Wash the potatoes and boil them whole in salted water until they’re easily impaled with a fork, 20-40 mins depending on size. Meanwhile, shred the kale roughly and steam until it changes colour to a dark green and is tender. Toast sesame seeds in a dry pan until just golden – be careful not to burn.  If you use black ones you’ll just have to use your nose to tell when they’re ready, or throw in some white ones to act as markers.

Combine all other ingredients. I usually have a bit of a problem getting my tahini to dissolve into a salad dressing, probably because it’s been in the cupboard a while and has separated out. If your tahini looks a bit sticky, you can do as I did and leave it out here and toss it directly through the chopped warm potatoes – the heat seems to soften it up.

When potatoes are cooked, drain them and when they’re cool enough, dice into potato-salad-sized pieces. You can peel them if you want to but I generally wouldn’t because the potato skin adds flavour and is apparently nutritious. Combine with kale and dressing, and most of the sesame seeds, leaving a few for artistic sprinkling on top.

I can think of endless variations for this salad – macadamia butter instead of tahini, toasted macadamia pieces, sesame oil and a tiny bit of tamari, fried cubes of soft tofu, toasted almonds, almond butter, lemon zest, a little bit of shredded preserved lemon, &c. Enjoy!

Indian Carrot Pudding

Sounds bizarre but actually really delicious. This was always a special occasion dish in my family. It’s extremely simply, it just takes about 3 hours – most of which time you can completely leave it alone.

This recipe is from one of my favourite cookbooks, The Complete Asian Cookbook by Charmaine Solomon. I have to admit that in my family we always call this dish carrot halva, but in the book it is gajjar (carrot) kheer and the halva is something else. Just as I was typing this up I remembered I still have some in the fridge. Yum!

250g carrot, grated or finely chopped
1 litre full-cream milk
1/2 cup raw or caster sugar
2 tbsp almond meal (optional)
9 cardamon pods

Bring the milk to the boil and add the carrot. Simmer on a low heat, uncovered or partially covered, for around three hours. At some point along the line, maybe after a couple of hours, add the other ingredients. When the pudding is done, both the carrot and the milk should have undergone a transformation. The carrot doesn’t taste like carrot, and is kind of caramelised, but without being browned at all. The milk has boiled off and has become almost granular. As it’s getting towards the end, you’ll need to stir it more frequently to keep it from catching on the bottom.

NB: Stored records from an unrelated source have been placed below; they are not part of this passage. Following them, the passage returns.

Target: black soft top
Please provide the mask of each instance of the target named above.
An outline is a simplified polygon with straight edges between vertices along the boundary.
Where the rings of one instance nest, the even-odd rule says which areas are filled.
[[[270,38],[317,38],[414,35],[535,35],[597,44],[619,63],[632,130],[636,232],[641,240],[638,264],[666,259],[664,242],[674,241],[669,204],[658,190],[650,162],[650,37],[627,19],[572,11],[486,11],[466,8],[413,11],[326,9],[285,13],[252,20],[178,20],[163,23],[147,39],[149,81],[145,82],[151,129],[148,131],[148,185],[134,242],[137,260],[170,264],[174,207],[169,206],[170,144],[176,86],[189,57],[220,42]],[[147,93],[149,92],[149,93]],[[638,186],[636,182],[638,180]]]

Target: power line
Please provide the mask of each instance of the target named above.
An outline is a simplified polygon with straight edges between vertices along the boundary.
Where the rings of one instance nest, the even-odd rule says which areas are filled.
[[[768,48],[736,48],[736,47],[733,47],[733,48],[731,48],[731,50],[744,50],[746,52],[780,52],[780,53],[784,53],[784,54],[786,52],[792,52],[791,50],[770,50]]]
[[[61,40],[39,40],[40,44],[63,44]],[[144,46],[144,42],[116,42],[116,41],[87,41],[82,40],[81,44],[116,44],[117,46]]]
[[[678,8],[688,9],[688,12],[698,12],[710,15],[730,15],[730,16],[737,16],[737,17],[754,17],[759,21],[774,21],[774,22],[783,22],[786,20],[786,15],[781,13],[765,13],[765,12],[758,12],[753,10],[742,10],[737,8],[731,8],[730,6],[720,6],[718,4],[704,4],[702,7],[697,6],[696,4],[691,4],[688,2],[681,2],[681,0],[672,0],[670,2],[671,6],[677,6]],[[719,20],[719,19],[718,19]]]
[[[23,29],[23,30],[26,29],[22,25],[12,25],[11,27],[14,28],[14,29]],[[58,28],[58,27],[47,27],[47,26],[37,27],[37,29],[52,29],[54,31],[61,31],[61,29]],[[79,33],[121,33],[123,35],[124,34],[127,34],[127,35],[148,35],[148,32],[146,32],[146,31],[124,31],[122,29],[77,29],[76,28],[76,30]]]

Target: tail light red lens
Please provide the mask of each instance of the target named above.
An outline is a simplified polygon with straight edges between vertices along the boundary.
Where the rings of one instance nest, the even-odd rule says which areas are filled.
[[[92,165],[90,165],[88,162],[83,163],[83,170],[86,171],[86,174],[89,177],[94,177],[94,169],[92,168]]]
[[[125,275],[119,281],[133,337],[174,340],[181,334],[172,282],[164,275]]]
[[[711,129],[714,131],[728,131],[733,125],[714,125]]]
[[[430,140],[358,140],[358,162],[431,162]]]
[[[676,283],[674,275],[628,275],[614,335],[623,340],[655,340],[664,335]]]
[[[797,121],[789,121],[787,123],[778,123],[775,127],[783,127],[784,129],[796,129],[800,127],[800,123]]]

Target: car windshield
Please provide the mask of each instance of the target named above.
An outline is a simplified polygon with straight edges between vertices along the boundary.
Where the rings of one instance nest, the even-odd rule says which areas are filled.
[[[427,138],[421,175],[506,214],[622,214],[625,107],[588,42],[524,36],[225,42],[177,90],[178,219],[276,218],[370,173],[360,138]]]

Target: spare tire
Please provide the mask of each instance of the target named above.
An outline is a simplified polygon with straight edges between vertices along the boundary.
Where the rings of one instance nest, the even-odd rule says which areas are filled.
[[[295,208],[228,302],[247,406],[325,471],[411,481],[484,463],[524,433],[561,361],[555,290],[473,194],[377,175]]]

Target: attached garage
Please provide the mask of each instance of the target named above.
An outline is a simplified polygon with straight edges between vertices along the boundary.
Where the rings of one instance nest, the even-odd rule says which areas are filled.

You can blend it before eating, to give a puree texture, and if you’ve only chopped the carrots you might want to do this, but if I’ve grated them I tend not to. It’s nice warm, but I’d also eat it chilled for a more icecreamy feel. You could dress it up with a few pistachios or blanched almonds in each serve, but I personally have never felt the need for this. I just serve it up in small quantities and eat with a teaspoon, to savour every bit.